Friday, August 26, 2016

A Bit of Kurdish History

Kurdistan is a nation, but not yet an independent state. The territory of Kurdistan is shown on the map to the right. After the end of World War One the Kurds went from being split between the Ottoman Empire and Persia to being split between Turkey, Persia, the French mandate of Syria, and the British mandate of Mesopotamia. Both Syria and Mesopotamia (Iraq) became independent Arab ruled states that eventually came under the control of political parties calling themselves the Arab Socialist Renaissance (Ba'ath) Party. The Kurds became marginalized minorities in these states. The degree of repression experienced by the Kurds in these states has varied. But, none of them treated the Kurds well. The worst repression came at the hands of the Ba'ath Party in Iraq under Saddam Hussein between 1986 and 1989. The Anfal campaign included the use of chemical weapons by the Iraqi military against Kurdish civilians and killed nearly 200,000 people. The memory of this genocide has become an important part of Kurdish national identity.
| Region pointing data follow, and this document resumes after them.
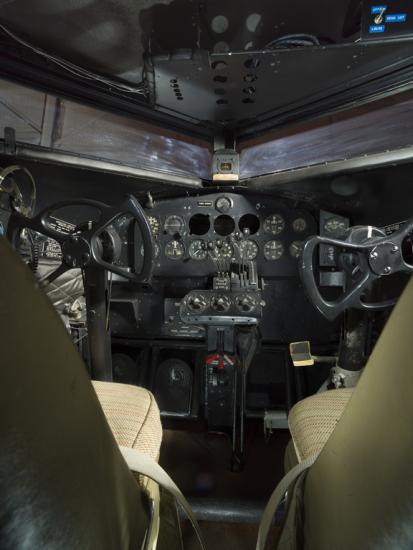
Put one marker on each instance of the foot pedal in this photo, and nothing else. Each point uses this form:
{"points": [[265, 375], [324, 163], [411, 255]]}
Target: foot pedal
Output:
{"points": [[302, 357], [301, 354]]}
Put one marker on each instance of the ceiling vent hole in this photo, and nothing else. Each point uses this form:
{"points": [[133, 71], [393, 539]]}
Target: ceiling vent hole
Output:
{"points": [[219, 24], [221, 47], [252, 63], [219, 65], [250, 90]]}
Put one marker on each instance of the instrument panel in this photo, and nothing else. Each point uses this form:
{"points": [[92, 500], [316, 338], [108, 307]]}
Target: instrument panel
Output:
{"points": [[197, 236]]}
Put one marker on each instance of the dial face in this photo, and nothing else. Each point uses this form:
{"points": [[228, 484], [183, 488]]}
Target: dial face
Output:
{"points": [[226, 250], [174, 250], [274, 224], [197, 303], [273, 250], [296, 248], [223, 204], [335, 226], [174, 225], [156, 250], [299, 225], [221, 303], [248, 250], [155, 226], [198, 250]]}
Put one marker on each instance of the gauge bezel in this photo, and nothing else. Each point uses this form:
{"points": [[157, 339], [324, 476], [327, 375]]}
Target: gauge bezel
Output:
{"points": [[290, 248], [266, 256], [271, 231], [157, 233], [243, 244], [181, 231], [225, 210], [301, 220], [219, 254], [196, 259], [174, 258]]}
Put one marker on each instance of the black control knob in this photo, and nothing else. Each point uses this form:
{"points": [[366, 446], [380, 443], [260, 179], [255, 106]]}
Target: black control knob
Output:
{"points": [[246, 303], [221, 304], [197, 303]]}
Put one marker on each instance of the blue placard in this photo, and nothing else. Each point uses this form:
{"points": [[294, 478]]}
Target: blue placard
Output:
{"points": [[378, 9], [376, 28], [396, 18]]}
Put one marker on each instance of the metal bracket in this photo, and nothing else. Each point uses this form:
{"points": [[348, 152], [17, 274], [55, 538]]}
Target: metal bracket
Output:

After the First Gulf War the Kurds in northern Iraq came under the protection of a US enforced no fly zone. This allowed the KDP (Kurdish Democratic Party) and PUK (Patriotic Union of Kurdistan) that had been fighting against Baghdad to establish control over much of Iraqi Kurdistan. Since then the territory has become an autonomous territory in federation with the Arab part of Iraq as a result of the 2005 constitution. The Kurdistan Regional Government is the ruling political authority of this territory.